His lawyer told the press that Rudy had been adequately re-educated, while a lawyer for the Kircher family said the early release would renew the family's unspeakable suffering. Amanda voiced her opinion on Twitter, writing...

Gwede holds a tremendous power to heal others harmed by his actions. He has the power to tell the truth, to take responsibility, to stop blaming me for the rape and murder of Meredith Kircher, which a wealth of evidence shows he committed alone. Rudy was free for just over two years when in December 2023 his 23-year-old girlfriend accused him of personal injury, ill-treatment and violence.

He was charged with domestic assault, given a restraining order, and fitted with an electronic tag. Raffaele Solicito, who now works as a software engineer in Milan and has never been compensated for his wrongful conviction, commented to the press: "I don't follow Guedes' life, but in light of what has happened, it seems like he hasn't changed very much."

In the years following Amanda and Raffaele's exonerations, Meredith Kirch's family mostly remained silent. Throughout the lengthy legal proceedings, they continued to feel that Meredith was being written out of her own story. Testifying at the first trial, Meredith's mother Arlene described her daughter's death as, quote, "...unbelievable, unreal. In many ways it still is. I still look for her."

Their frustrations over the media attention given to Amanda increased upon finding out that a movie was being made about the case titled "Amanda Knox: Murder on Trial in Italy."

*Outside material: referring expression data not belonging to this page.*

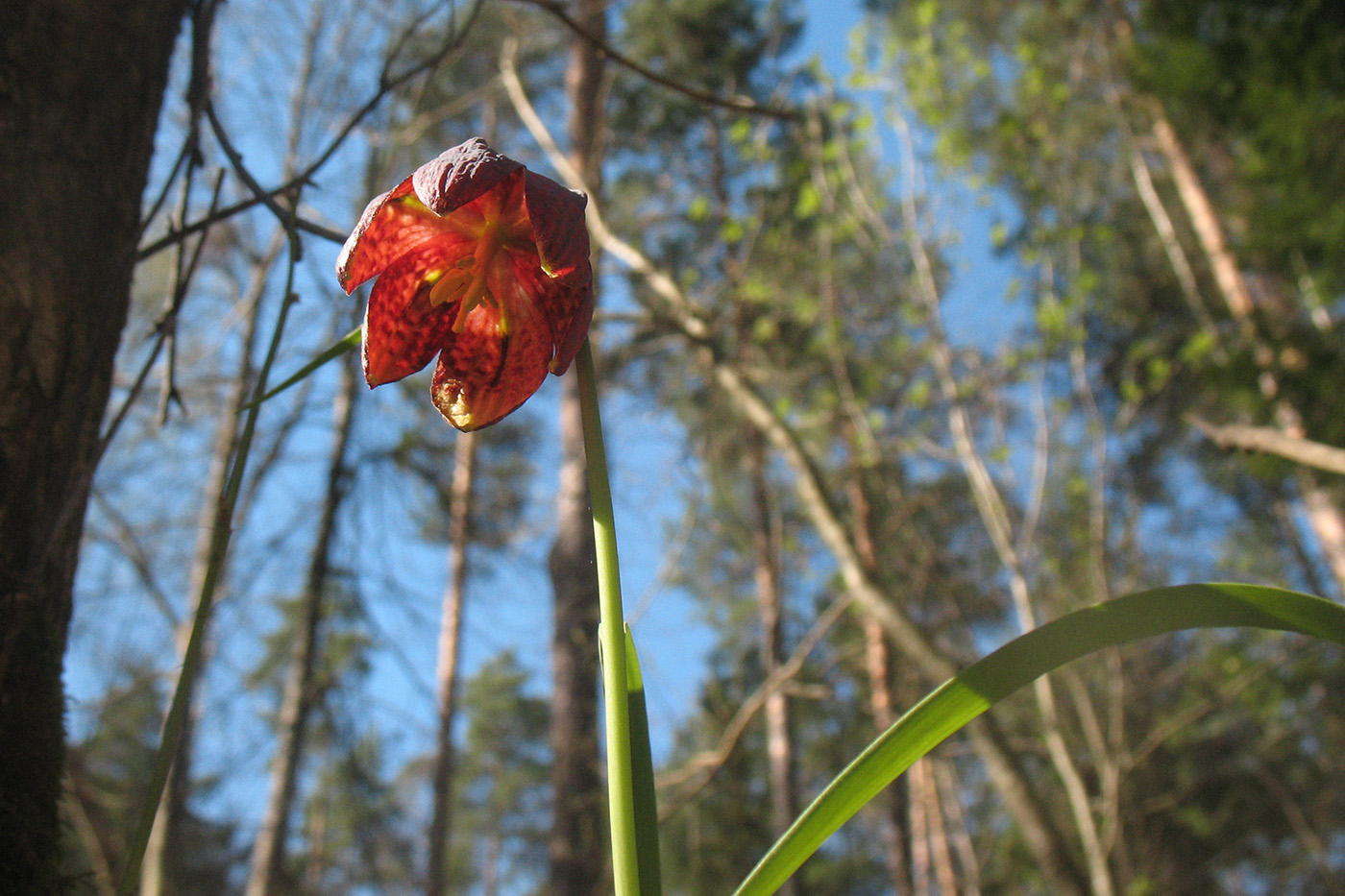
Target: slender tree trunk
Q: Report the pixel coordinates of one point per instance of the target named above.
(779, 742)
(450, 638)
(81, 86)
(1324, 513)
(268, 855)
(577, 862)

At the time, Arlene told the press, "I don't understand why it was called Amanda Knox when my daughter was the victim." The Kirchers focused on keeping Meredith's memory alive no matter what, leaving her room exactly as she'd left it, her table stacked with books and makeup. Every year they gathered on her birthday to raise a glass in Meredith's honor and share some of their favorite memories.

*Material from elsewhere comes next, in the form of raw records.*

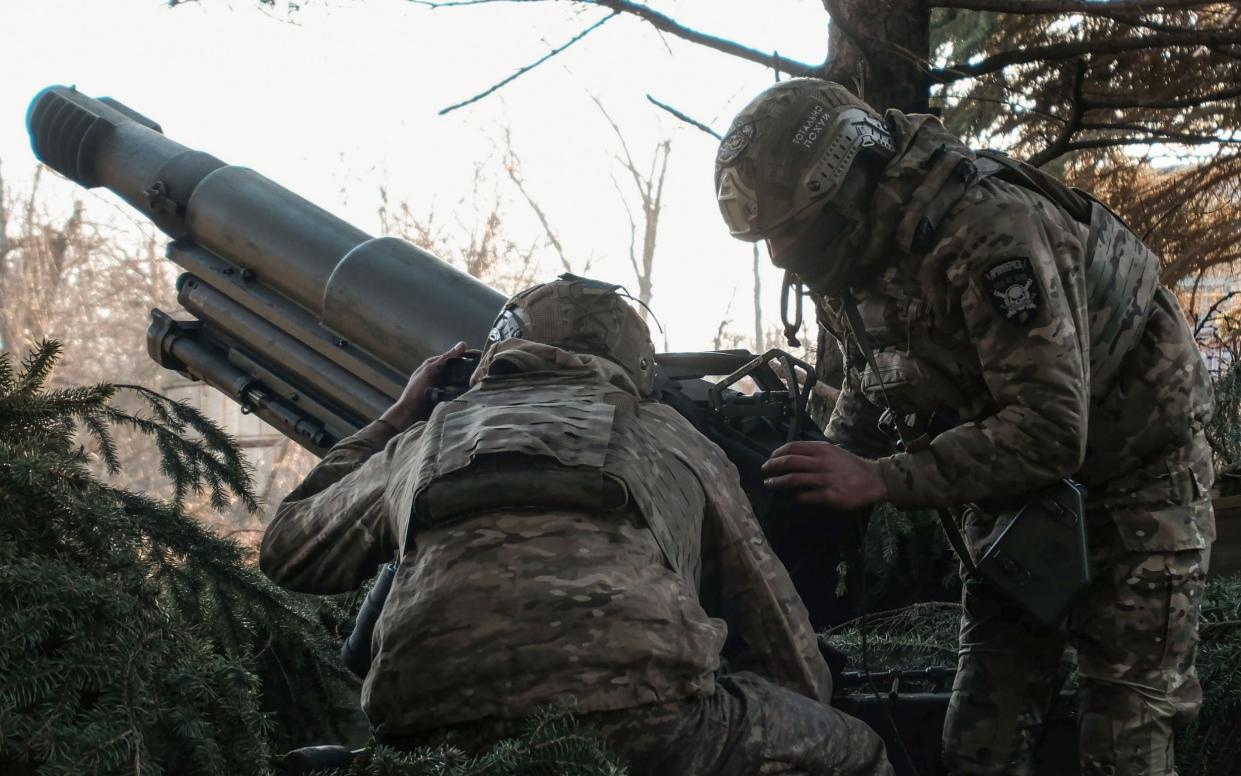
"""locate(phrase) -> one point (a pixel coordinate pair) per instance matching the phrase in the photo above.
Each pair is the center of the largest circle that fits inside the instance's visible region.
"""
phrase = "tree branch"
(1211, 311)
(685, 118)
(533, 65)
(1075, 49)
(672, 26)
(1071, 124)
(1133, 101)
(842, 20)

Prior to Meredith's death, her father John had bought the box set of friends so that the two could watch it together on Meredith's weekly visit. He watched it gather dust on the shelf, a constant reminder of their happy evenings together. As John explained to the Daily Mail, it was easier for him to pretend that Meredith had just gone away for a while. He liked to imagine that, quote,

"Someday soon she will ring me, her voice bubbling with laughter and enthusiasm, to tell me about her latest adventure." In January 2020, John was found lying on the road near his home with two fractured legs, a broken arm, and a head injury after a suspected hit and run. He died from his injuries shortly after. Four months later, Meredith's mother Arlene passed away from natural causes.

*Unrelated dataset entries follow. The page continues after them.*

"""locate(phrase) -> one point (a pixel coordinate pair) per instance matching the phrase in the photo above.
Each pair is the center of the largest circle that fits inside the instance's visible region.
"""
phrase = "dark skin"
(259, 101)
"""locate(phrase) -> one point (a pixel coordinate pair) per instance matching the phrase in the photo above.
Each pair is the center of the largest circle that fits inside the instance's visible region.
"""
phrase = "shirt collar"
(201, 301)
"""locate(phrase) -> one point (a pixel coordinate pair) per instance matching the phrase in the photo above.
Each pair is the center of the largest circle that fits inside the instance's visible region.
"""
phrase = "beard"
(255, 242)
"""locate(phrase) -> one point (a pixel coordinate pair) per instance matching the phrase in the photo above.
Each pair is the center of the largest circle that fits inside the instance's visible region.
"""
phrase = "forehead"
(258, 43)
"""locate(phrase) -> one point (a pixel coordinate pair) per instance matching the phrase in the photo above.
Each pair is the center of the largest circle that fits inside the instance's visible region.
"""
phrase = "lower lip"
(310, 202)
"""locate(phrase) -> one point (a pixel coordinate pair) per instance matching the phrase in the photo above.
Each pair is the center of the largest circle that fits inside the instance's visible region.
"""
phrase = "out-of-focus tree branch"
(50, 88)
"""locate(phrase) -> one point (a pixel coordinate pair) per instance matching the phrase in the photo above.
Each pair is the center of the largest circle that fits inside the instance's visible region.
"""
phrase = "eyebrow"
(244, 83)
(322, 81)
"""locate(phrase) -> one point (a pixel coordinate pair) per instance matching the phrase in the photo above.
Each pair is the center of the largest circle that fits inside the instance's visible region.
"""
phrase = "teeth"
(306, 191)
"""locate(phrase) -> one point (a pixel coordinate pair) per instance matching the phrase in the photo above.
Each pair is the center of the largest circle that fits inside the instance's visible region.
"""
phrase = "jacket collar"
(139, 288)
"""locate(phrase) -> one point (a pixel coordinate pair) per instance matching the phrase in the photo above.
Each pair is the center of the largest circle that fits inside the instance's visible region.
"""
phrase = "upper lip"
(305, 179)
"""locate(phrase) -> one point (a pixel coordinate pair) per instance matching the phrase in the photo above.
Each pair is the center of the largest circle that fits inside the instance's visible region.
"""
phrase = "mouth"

The couple's three surviving children released a statement saying that losing both of their parents so quickly brought its own tragedy, but, quote, "...we can take some solace in knowing that they are now united with Meredith and no longer have to live with the grief which consumed them." A poem Stephanie had written for her sister held more power than ever before. Delivered at Meredith's funeral, it read,

Remember, you are never alone. I am always with you when you roam. So close your eyes. I'm with you still. I haven't left you. I never will.